Well, first week survived! I meant to write this on Friday, but I was mentally exhausted from work. And to be honest, I don’t particularly enjoy writing. However, we did make lots of progress last week: I began focused work on the Hendrix Today app, and Teddy began on the Lake Nixon scheduler app. This division of labor works particularly well for me; I don’t think I could keep up with or make any reasonable progress on five separate apps at once. This way, I can dive deep into understanding, fixing, and building one app in great detail.

It’s a double-edged sword, however, in that my mind is now filled with event cards and calendars and AppStates and Providers. Since I mostly work from my apartment bedroom, it’s easy for me to work over 8 hours a day, and I had some difficulty not continuing to work on Saturday morning. There’s still plenty of time left in the summer, and I need to avoid burnout, but when I encounter a problem I really want to see it finished.
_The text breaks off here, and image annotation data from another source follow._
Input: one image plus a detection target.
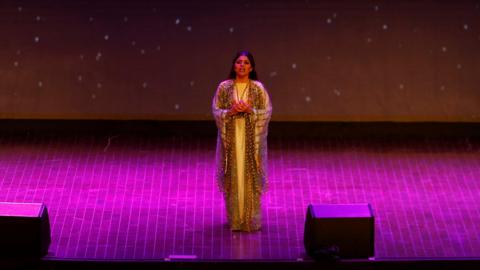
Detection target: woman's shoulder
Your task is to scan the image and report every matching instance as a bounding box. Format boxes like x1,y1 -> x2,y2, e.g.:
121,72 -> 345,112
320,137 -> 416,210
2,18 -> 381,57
218,79 -> 233,87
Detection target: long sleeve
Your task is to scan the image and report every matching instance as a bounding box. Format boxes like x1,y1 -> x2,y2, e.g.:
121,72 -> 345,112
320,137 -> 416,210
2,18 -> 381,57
212,83 -> 229,143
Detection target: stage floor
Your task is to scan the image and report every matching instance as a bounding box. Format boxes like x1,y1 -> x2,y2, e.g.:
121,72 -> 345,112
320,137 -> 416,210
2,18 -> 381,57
0,134 -> 480,260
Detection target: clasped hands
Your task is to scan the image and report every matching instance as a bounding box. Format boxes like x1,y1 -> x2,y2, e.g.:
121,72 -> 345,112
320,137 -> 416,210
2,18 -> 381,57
228,100 -> 253,116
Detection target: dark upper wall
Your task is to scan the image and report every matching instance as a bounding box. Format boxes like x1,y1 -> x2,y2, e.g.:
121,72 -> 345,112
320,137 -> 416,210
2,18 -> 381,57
0,0 -> 480,122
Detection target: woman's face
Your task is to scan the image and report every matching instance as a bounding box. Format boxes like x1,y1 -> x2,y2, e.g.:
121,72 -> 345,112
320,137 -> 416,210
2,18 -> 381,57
234,55 -> 253,77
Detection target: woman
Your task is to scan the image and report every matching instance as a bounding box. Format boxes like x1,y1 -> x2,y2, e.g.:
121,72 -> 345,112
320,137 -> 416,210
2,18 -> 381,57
212,51 -> 272,232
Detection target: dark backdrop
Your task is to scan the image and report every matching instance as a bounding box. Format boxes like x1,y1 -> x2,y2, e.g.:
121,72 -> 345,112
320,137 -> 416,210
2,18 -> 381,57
0,0 -> 480,122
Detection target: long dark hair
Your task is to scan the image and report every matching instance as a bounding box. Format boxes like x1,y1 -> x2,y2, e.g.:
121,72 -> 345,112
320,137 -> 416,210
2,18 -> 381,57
228,51 -> 258,80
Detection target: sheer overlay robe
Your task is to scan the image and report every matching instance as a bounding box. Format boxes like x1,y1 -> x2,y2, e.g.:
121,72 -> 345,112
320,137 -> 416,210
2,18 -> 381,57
212,80 -> 272,231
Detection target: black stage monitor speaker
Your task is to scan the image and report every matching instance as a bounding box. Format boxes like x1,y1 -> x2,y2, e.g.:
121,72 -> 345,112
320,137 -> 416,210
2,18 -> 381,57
0,202 -> 50,256
303,204 -> 374,259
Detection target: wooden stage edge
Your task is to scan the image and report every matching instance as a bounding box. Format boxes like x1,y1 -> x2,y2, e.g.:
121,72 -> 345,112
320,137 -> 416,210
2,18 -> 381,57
0,119 -> 480,139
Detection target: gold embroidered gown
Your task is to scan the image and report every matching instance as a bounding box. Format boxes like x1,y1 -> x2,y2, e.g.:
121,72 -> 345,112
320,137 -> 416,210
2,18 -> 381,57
212,80 -> 272,231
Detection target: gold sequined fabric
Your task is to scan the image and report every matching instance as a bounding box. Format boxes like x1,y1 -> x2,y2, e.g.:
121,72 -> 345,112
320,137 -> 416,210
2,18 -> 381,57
212,80 -> 272,231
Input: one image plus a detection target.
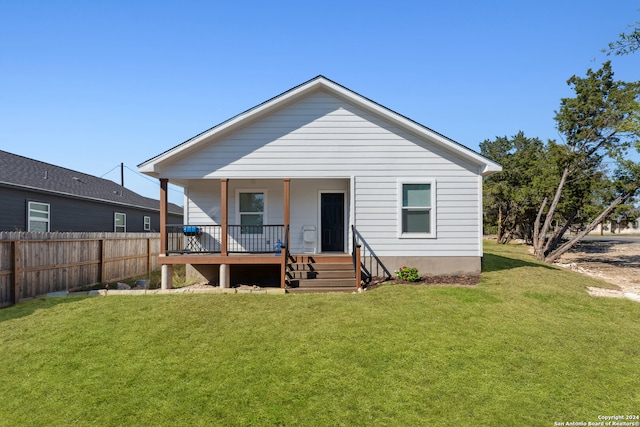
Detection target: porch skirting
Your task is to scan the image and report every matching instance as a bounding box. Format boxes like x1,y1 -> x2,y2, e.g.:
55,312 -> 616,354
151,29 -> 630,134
379,256 -> 482,276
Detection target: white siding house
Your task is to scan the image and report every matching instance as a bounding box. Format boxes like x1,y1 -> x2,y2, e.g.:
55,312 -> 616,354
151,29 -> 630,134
139,76 -> 501,290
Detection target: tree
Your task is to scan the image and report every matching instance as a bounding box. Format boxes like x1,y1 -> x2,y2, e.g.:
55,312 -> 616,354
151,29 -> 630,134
533,62 -> 640,262
480,132 -> 605,244
480,131 -> 549,243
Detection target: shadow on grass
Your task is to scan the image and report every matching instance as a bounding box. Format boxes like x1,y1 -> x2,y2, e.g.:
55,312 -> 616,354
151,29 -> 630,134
0,296 -> 89,323
482,253 -> 555,273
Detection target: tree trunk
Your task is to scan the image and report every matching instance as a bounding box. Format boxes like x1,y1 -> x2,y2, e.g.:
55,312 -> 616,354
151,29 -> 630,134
534,167 -> 569,260
544,196 -> 625,263
532,197 -> 549,259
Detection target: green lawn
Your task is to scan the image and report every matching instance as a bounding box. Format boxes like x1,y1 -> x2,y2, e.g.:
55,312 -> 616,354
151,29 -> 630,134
0,243 -> 640,426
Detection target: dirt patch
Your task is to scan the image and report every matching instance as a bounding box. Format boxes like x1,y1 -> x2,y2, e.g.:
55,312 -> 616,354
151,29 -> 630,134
369,275 -> 480,288
556,240 -> 640,299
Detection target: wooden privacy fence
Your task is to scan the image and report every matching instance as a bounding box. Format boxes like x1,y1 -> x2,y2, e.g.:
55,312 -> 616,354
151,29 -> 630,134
0,232 -> 160,307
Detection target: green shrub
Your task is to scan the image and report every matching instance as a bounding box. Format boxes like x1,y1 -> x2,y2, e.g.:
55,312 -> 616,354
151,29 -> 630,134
396,267 -> 420,282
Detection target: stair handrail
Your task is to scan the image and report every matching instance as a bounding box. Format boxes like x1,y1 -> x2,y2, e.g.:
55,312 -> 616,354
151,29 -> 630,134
351,225 -> 392,285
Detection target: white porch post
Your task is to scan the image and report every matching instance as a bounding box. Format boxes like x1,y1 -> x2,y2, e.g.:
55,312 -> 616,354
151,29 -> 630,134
160,264 -> 173,289
219,264 -> 229,289
218,178 -> 229,288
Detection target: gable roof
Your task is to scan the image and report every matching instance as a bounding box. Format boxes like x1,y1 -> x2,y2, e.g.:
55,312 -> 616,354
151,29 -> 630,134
0,150 -> 183,215
138,75 -> 502,176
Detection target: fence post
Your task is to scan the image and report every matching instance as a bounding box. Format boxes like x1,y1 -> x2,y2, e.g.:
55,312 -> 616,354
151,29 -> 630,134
147,237 -> 153,278
98,239 -> 105,283
11,240 -> 22,304
355,245 -> 362,289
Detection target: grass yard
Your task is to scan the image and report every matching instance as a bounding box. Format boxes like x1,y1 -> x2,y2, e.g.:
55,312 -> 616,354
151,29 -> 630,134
0,243 -> 640,426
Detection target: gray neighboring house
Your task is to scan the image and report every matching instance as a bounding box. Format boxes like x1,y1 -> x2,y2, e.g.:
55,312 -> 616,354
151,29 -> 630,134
0,150 -> 183,232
For example, one of the many problems I encountered came from the Hendrix Today file structure. When I received the project, all the Dart files were in the project lib/ directory and a few subdirectories, and the files and subdirectories were all named in PascalCase. The Dart/Flutter style guide recommends that such names be formatted in snake_case, so I renamed all 13-or-so of them: Screens/SearchScreen.dart became screens/search_screen.dart, and so on. I committed and merged the name changes, including updating local imports to use the snake_case names, but other problems started popping up: Dr. Goadrich got build errors saying that the Event class was missing, and my VS Code git integration started acting funny in most of the Dart files. Also, any time I checked out the main branch or someone else’s remote, the subdirectories and Objects/Event.dart would be once again capitalized! That was the big hint: all the single-word names were unaffected by my change, except for on my local machine. As it turns out, Windows and NTFS file systems are NOT case-sensitive by default, meaning that git only noticed and pushed the changes I made to multi-word file names, since those changes involved adding a character (the underscore). I fixed it by forcing Git to be case-sensitive in its file/directory names using git config core.ignorecase false, and after that it was all back to normal.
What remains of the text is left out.